What began as a rally in support of striking workers and the push for an eight-hour workday quickly turned into one of the worst police massacres in American history when a bomb was hurled at police officers dispersing the crowd in Chicago’s Haymarket Square on May 4, 1886. The explosion and the melee that ensued as the police opened fire resulted in the deaths of eight police officers and an unknown number of civilian deaths.
In the show trial following the massacre, eight rally organizers were charged with the murder of the police officer killed by the bomb, even though prosecutors admitted that none of the men had actually thrown the explosive device. All eight were convicted of the crime they did not commit, and on the night before four of them were hanged, The Nation reported that two thousand people walked down Broadway in New York “bearing red flags and black banners inscribed with incendiary sentiments.” After the executions, a funeral procession through the streets of Chicago wore red ribbons and sung the Marseillaise.

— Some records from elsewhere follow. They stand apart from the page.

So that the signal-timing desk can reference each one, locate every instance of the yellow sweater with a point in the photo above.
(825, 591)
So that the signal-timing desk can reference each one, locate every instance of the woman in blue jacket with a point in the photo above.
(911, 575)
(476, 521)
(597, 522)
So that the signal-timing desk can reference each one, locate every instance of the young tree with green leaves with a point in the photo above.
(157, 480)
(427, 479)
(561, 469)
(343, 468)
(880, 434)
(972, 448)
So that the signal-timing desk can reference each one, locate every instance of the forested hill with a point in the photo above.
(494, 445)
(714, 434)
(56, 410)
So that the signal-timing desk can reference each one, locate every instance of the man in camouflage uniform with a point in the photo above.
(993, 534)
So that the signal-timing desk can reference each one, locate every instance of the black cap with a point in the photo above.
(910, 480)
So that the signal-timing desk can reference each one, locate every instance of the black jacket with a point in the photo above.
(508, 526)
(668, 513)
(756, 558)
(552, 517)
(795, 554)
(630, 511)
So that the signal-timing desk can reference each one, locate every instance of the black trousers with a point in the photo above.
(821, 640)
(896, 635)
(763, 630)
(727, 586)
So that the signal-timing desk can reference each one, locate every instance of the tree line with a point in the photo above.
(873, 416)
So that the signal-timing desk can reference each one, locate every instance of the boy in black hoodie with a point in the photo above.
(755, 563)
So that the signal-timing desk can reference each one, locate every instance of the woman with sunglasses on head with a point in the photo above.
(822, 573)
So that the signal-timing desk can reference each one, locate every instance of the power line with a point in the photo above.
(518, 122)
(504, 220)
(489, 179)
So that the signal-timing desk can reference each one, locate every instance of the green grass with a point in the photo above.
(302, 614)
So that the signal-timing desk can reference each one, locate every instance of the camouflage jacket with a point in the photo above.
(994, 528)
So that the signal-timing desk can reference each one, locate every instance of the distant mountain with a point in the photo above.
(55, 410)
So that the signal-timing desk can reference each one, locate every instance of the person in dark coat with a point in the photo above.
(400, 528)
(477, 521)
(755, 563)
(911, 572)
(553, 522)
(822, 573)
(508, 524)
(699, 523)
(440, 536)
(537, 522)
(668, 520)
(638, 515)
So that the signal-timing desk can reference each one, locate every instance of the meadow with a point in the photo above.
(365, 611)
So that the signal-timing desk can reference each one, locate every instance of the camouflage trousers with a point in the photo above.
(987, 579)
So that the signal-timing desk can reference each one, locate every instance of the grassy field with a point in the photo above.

Out of this travesty of justice arose the International Workers’ Day and the progressive tradition of May Day as we know it today. In the decades since the massacre, the workers’ movement has won a host of government reforms, union advances and a political approach that eliminated some of the worst horrors associated with industrialization. To mark this tragic event, but also to celebrate the great victories that came in its wake, we have assembled a collection of articles and images from The Nation’s archives in the following slides. It’s a very incomplete but, we hope, inspiring collection of some of the highlights of US labor history over the last 100 years.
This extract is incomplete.